Optimizing C++/Code optimization/Faster operations

Some elementary operations, even being conceptually as simple as others, are much faster for the processor. A clever programmer can choose the faster instructions for the job.

Though, every optimizing compiler is already able to choose the fastest instructions for the target processor, and so some techniques are useless with some compilers.

In addition, some techniques may even worsen performance on some processors.

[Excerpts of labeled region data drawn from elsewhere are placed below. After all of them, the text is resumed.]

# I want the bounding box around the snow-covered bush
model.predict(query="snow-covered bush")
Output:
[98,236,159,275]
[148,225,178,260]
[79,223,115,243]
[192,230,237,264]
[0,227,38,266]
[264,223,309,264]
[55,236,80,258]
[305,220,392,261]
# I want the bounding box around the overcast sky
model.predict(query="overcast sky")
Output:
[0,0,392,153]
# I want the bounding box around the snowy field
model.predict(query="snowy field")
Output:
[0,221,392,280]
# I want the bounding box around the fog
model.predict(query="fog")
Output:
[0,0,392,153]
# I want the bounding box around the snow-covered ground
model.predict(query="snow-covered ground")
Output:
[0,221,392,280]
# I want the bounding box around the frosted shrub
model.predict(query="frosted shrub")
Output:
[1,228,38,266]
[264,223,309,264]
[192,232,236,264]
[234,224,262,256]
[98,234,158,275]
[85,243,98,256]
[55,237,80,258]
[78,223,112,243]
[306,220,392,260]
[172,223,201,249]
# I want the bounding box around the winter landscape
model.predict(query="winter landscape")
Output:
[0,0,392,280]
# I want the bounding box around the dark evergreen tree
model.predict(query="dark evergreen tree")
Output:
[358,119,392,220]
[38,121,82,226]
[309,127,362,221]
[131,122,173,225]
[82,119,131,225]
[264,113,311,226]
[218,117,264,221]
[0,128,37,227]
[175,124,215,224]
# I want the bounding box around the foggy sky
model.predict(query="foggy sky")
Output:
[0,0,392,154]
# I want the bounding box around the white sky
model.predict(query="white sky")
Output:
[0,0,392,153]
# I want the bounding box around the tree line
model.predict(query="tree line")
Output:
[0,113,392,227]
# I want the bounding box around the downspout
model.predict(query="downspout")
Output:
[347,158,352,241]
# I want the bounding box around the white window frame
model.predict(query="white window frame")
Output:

In this section some techniques are presented that may improve performance on some compiler/processor combinations.

Structure fields order

Arrange the member variables of classes and structures in such a way that the most used variables are in the first 128 bytes, and then sorted from the longest object to the shortest.

If in the following structure the msg member is used only for error messages, while the other members are used for computations:

struct {
    char msg[400];
    double d;
    int i;
};

you can speed up the computation by replacing the structure with the following one:

struct {
    double d;
    int i;
    char msg[400];
};

On some processors, the addressing of a member is more efficient if its distance from the beginning of the structure is less than 128 bytes.

In the first example, to address the d and i fields using a pointer to the beginning of the structure, an offset of at least 400 bytes is required.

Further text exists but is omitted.